Carmenza Alvarez is a human rights defender in Colombia and works for an organisation supported by CAFOD and Caritas, Women’s Initiative for Peace. The role is a dangerous one, in 2014 alone 614 human rights defenders were attacked and 55 killed.
For International Women’s Day on Sunday 8 March, Carmenza discusses inequality and being trapped in the middle of a fifty-year conflict. She recently spent time in Europe as part of a joint CAFOD, Caritas Colombia, ABColombia and EC project, which sought to help protect human rights defenders in Colombia, with a particular focus on land restitution claimants, women and minority groups.
“In 1991 I was working in a restaurant. It was in an area frequented by the left-wing revolutionary group, FARC. My son was at school and studying. When he finished for the day, a group would come for him and supposedly take him to play football.
“One of the visitors to the restaurant, after about two months of this, came up to me and said, ‘Sister, I’m going to tell you something. They’re preparing your son for war. Save him.’
Rescuing my son
“I felt powerless after being told this. Powerless and afraid. I knew I had to do something, but I knew it was important not to rush in. So I waited for a week and thought about what to do. I was sure I would have to leave my job and to take my children with me so that they were safe. But I knew I would lose everything.
“After a week, I went to the FARC military base. It was 10 in the morning. I walked in and took him from them and put him on a bus. In the early hours of the next morning, I left, giving up everything – my job, my house all of my possessions. I didn’t see my son again.
“What gave me courage to do this? I don’t give birth to children for the war.
“I was displaced like this – having to abandon everything, to lose everything – two more times.
I have changed now
“I am so different from that young woman in the 90s. That person no longer exists. I feel 100 per cent different. I have trained since then. I work with other women who have been displaced. I’m more mature. More positive. More understanding. I’m finishing my studies.
“But I would not choose to have been displaced because the displacement has left scars. There is the scar of losing everything. The scar of being separated from my children. The scar of having to give them up for their own safety.
“It is difficult talking about this, but I want to. Every time I talk about these things – my displacements – it hurts a little less.
“I’m speaking out not for me, Carmenza, or my organisation, I’m speaking out for my country because of the inequality I can see.
Inequality in Colombia
“This is an inequality between men and women. Colombia receives a lot of support from international organisations, but there is a lot of inequality in communities.
“And the inequality is a structural one throughout the Colombian system.

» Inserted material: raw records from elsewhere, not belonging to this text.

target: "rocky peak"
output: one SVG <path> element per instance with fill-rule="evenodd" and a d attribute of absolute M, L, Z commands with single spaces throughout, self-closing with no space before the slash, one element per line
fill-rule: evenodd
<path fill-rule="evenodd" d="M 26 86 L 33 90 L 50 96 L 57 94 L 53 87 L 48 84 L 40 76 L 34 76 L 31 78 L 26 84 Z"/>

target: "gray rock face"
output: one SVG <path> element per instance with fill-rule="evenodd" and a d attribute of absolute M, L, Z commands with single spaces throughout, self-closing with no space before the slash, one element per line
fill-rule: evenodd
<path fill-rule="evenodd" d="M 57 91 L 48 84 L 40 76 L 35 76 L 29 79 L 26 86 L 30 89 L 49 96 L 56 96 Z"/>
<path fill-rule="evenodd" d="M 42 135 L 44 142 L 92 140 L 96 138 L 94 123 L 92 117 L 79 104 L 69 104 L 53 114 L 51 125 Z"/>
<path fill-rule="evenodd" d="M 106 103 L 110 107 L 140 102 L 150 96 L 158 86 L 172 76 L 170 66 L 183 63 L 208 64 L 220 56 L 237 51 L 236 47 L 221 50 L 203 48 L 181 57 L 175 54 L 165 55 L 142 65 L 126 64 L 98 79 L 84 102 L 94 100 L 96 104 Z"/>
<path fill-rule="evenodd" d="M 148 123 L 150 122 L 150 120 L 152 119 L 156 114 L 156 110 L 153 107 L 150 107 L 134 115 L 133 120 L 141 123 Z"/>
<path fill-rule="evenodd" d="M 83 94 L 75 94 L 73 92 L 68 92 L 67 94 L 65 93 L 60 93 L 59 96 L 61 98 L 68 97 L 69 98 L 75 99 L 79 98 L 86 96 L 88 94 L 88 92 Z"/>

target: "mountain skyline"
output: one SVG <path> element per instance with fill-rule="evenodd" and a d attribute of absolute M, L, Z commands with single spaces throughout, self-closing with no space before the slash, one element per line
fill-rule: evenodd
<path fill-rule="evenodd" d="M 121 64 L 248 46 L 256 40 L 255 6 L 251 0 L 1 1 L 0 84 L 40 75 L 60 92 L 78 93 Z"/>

“For example: a Colombian congressman earns 27 million Pesos a month while a worker earns 625,000.*
“Those at the bottom earn nothing compared to those at the top.
“The protection of the former president costs a lot and it’s paid for by the national budget. Human rights defenders have no protection. No guarantees.
“Women in Colombia – we want peace. But we want peace with equality, peace with equity and peace with social inclusion.
“There won’t be a peace without inclusion or equality.”
*27 million Colombian Pesos is £6,982, while 625,000 is £162, making a congressman’s salary roughly 43 times greater than that of a worker. In the UK, the basic annual wage for an MP from 1 April 2014 is £67,060; while a worker on the minimum wage of £6.50 would make £13,124 gross. This makes an MP’s salary approximately five times that of someone on the minimum wage.